Barriers of entry lowering
– As technology is more democratized, the barriers to entry in the industry are lowering. It can presents Branding Media with greater competitive threats in the near to medium future. Secondly it will also put downward pressure on pricing throughout the sector.
Backlash against dominant players
– US Congress and other legislative arms of the government are getting tough on big business especially technology companies. The digital arm of Branding Media business can come under increasing regulations regarding data privacy, data security, etc.
Weighted SWOT Analysis of Will social media kill branding? Template, Example
Not all factors mentioned under the Strengths, Weakness, Opportunities, and Threats quadrants in the SWOT Analysis are equal. Managers in the HBR case study Will social media kill branding? needs to zero down on the relative importance of each factor mentioned in the Strengths, Weakness, Opportunities, and Threats quadrants.

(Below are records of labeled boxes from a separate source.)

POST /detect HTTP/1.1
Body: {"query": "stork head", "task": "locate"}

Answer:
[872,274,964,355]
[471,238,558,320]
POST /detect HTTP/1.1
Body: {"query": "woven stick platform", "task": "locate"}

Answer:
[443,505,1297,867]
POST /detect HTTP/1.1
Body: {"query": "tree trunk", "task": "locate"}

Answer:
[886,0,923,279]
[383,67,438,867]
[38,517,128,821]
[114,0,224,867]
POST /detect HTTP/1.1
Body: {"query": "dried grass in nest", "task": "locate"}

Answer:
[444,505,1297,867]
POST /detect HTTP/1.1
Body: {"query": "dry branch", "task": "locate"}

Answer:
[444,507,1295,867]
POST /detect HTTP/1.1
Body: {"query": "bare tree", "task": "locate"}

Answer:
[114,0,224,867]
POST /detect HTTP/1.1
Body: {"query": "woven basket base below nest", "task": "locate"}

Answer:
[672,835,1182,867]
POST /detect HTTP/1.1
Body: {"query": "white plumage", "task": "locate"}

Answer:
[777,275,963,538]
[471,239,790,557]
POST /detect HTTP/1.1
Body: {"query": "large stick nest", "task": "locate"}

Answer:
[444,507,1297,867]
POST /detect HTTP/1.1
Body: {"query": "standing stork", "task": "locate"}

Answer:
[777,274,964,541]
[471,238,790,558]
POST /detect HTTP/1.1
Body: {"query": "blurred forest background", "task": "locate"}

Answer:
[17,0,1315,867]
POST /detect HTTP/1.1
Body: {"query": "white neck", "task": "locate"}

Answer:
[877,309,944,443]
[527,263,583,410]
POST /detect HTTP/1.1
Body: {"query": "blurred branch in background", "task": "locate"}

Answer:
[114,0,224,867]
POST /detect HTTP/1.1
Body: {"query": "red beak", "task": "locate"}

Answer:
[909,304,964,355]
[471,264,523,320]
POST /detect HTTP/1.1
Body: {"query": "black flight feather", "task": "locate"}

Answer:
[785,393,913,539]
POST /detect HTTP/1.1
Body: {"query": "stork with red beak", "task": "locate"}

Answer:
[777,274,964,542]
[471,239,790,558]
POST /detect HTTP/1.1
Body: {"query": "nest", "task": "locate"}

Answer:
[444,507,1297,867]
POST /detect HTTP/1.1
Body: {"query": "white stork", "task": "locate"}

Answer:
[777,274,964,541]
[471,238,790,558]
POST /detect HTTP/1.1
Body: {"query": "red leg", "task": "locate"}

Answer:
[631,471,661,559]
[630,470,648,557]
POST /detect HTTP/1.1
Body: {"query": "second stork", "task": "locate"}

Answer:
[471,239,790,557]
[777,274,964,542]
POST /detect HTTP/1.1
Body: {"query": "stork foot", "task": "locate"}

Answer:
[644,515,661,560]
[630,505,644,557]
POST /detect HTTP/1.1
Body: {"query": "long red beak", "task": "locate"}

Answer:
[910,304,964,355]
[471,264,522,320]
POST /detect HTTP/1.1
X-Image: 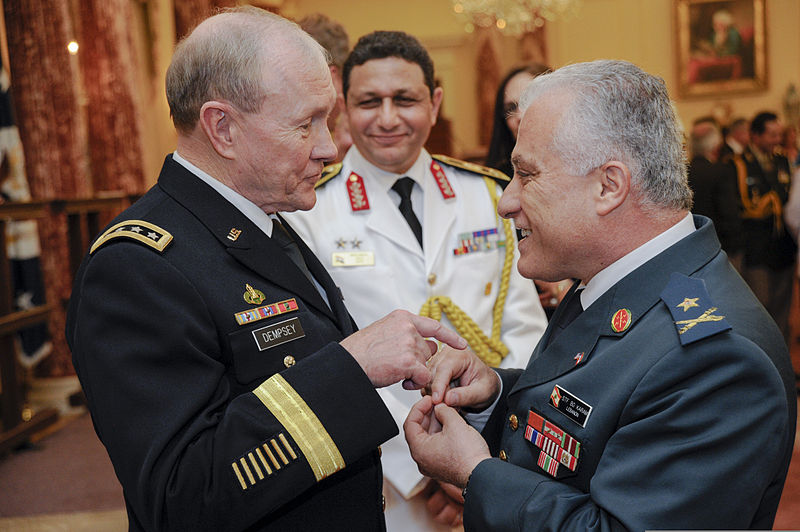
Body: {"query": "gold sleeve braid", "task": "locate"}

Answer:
[419,177,514,367]
[733,155,783,232]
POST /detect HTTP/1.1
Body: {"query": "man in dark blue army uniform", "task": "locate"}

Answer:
[404,61,797,531]
[66,8,466,531]
[728,111,797,345]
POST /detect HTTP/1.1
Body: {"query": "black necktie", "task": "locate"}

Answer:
[547,288,583,345]
[272,218,316,286]
[392,177,422,247]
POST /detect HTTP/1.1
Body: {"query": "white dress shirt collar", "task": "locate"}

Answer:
[581,213,695,309]
[172,150,272,237]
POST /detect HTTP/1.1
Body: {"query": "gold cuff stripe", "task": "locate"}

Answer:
[253,374,346,482]
[263,443,281,469]
[256,447,272,475]
[278,432,297,460]
[247,453,264,480]
[239,457,256,484]
[231,462,247,490]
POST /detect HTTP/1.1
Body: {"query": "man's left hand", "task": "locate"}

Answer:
[403,396,491,488]
[425,480,464,527]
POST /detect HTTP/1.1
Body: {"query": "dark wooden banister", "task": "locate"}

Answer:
[0,193,135,456]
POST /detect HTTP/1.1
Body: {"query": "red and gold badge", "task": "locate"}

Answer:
[611,308,631,332]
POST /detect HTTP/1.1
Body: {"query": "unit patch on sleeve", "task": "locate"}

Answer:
[89,220,172,255]
[661,273,731,345]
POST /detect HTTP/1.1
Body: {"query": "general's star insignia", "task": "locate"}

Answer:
[675,297,700,312]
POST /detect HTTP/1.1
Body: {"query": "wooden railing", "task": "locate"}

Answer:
[0,194,135,456]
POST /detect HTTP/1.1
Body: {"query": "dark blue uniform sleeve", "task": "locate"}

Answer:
[67,243,397,530]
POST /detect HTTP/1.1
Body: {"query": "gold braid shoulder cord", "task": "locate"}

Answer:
[419,177,514,367]
[733,155,783,233]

We can provide the relative importance to each factor by assigning relative weights. Weighted SWOT analysis process is a three stage process –
First stage for doing weighted SWOT analysis of the case study Will social media kill branding? is to rank the strengths and weaknesses of the organization. This will help you to assess the most important strengths and weaknesses of the firm and which one of the strengths and weaknesses mentioned in the initial lists are marginal and can be left out.
Second stage for conducting weighted SWOT analysis of the Harvard case study Will social media kill branding? is to give probabilities to the external strategic factors thus better understanding the opportunities and threats arising out of macro environment changes and developments.
Third stage of constructing weighted SWOT analysis of Will social media kill branding? is to provide strategic recommendations includes – joining likelihood of external strategic factors such as opportunities and threats to the internal strategic factors – strengths and weaknesses. You should start with external factors as they will provide the direction of the overall industry. Secondly by joining probabilities with internal strategic factors can help the company not only strategic fit but also the most probably strategic trade-off that Branding Media needs to make to build a sustainable competitive advantage.